もちろん購買に一番インパクトがあるのは店舗ですが、すでに業界には髭をはやした「オムニチャネルマスターのおじさん」がたくさんいらっしゃいましたから(笑)。



徳力 
ECと従来のリアルとの組み合わせを考えたとき、自分のキャリアのポジションとして、確立できそうなところを選択したわけですね。

石川 
じゃないと、楽できないじゃないですか(笑)。私がどんなにオムニチャネルと叫んでも、5番手か10番手にしかなれないなら、そんなところに向かっても意味がないですよね。

徳力 
はたから見ると、あまのじゃくにしか見えないけれど(笑)。

でも実は、すごく論理的に考えた結果なんですね。紙側や通販側にいる人たちがデジタルに目覚めれば、その道を確立できそうな気もしますけど。



石川 
業界としての歴史が長いから難しいですね。私は大企業の「慣性の法則」と呼んでいるのですが、これまでの組織や仕組みの影響が強いので、従来の動きをどうしても続けてしまうんですよ。
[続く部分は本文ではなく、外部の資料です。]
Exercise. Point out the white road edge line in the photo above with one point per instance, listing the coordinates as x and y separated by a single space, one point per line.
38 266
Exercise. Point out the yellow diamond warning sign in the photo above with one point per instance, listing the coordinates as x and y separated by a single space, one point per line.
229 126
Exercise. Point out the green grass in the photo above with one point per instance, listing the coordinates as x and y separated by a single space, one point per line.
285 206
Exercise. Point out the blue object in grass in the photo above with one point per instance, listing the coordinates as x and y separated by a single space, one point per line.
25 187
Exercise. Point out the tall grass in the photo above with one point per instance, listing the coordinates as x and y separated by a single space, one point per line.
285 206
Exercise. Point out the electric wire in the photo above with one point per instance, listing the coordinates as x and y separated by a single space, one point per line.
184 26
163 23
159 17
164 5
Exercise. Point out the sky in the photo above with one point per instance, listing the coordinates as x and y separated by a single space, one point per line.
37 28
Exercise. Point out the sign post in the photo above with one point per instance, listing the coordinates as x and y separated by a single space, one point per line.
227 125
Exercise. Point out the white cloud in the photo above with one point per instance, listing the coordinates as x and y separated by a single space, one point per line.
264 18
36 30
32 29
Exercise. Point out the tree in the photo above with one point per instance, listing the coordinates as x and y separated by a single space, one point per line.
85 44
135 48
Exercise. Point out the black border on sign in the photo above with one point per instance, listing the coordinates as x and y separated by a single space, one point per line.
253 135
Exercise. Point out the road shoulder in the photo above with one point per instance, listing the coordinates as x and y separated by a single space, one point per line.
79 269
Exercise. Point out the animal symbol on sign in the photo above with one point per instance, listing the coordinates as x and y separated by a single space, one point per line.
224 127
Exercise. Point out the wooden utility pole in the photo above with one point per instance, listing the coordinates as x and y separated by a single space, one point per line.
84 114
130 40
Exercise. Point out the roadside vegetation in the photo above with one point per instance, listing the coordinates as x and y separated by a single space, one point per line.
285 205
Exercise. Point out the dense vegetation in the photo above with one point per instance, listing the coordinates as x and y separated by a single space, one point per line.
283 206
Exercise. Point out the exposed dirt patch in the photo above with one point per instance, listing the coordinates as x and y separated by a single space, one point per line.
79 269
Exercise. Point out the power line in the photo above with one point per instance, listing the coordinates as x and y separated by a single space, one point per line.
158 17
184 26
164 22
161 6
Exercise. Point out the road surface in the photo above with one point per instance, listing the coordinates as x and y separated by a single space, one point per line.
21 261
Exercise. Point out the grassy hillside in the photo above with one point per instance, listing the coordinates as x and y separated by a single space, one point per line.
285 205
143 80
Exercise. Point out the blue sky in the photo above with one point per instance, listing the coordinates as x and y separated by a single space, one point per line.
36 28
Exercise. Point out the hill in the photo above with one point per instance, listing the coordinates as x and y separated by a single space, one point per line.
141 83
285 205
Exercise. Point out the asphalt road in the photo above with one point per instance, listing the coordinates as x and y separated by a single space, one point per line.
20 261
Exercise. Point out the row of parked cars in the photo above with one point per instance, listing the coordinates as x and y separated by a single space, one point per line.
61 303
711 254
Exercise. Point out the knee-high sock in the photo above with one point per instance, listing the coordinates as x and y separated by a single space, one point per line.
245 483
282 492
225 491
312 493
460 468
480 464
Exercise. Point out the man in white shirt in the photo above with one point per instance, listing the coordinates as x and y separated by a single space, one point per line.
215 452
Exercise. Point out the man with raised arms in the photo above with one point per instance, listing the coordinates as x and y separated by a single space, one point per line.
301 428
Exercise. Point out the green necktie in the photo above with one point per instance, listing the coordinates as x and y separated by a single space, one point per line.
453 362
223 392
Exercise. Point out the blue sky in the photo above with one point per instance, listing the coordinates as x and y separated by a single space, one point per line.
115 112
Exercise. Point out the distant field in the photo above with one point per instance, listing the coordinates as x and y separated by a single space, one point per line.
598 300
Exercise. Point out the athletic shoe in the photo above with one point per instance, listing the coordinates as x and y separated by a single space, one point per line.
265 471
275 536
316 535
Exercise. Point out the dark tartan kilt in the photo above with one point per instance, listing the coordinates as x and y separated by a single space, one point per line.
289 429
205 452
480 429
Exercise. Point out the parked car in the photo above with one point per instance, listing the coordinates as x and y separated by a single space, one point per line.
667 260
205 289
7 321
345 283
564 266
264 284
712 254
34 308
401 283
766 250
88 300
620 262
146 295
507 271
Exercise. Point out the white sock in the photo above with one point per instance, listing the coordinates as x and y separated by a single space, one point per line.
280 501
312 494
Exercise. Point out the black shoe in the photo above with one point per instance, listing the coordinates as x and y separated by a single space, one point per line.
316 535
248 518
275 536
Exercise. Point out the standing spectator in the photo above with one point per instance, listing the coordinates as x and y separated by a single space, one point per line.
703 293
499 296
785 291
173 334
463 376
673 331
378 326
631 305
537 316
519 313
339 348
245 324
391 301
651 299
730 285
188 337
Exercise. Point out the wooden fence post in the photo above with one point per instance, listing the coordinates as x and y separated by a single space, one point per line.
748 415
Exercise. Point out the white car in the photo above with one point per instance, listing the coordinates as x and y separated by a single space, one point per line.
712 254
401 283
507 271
自社だけでなく、外部の大手企業も巻き込んだエコシステムが完成されているので、あれを変えるのは簡単ではない。

徳力 
でも、それを外部から人が入って変えるのも、めちゃくちゃ大変なことですよね。

石川 
はい、めちゃくちゃ大変です。私も今の社長がいなければ、ディノス・セシールには来なかったかもしれません。入社前に話をして、社長が社長でいる間はいろいろできるなと思ったんです。

徳力 
社長とは、どのようにお会いしたんですか。

石川 
いまも私の隣の席に座っていますが、WEBの部長からの紹介でした。TUKURU時代に私たちのビジネスに興味をもって会いにきてくれて、当時の従業員を含めて高く評価してくれて、メンバーごと誘ってもらいました。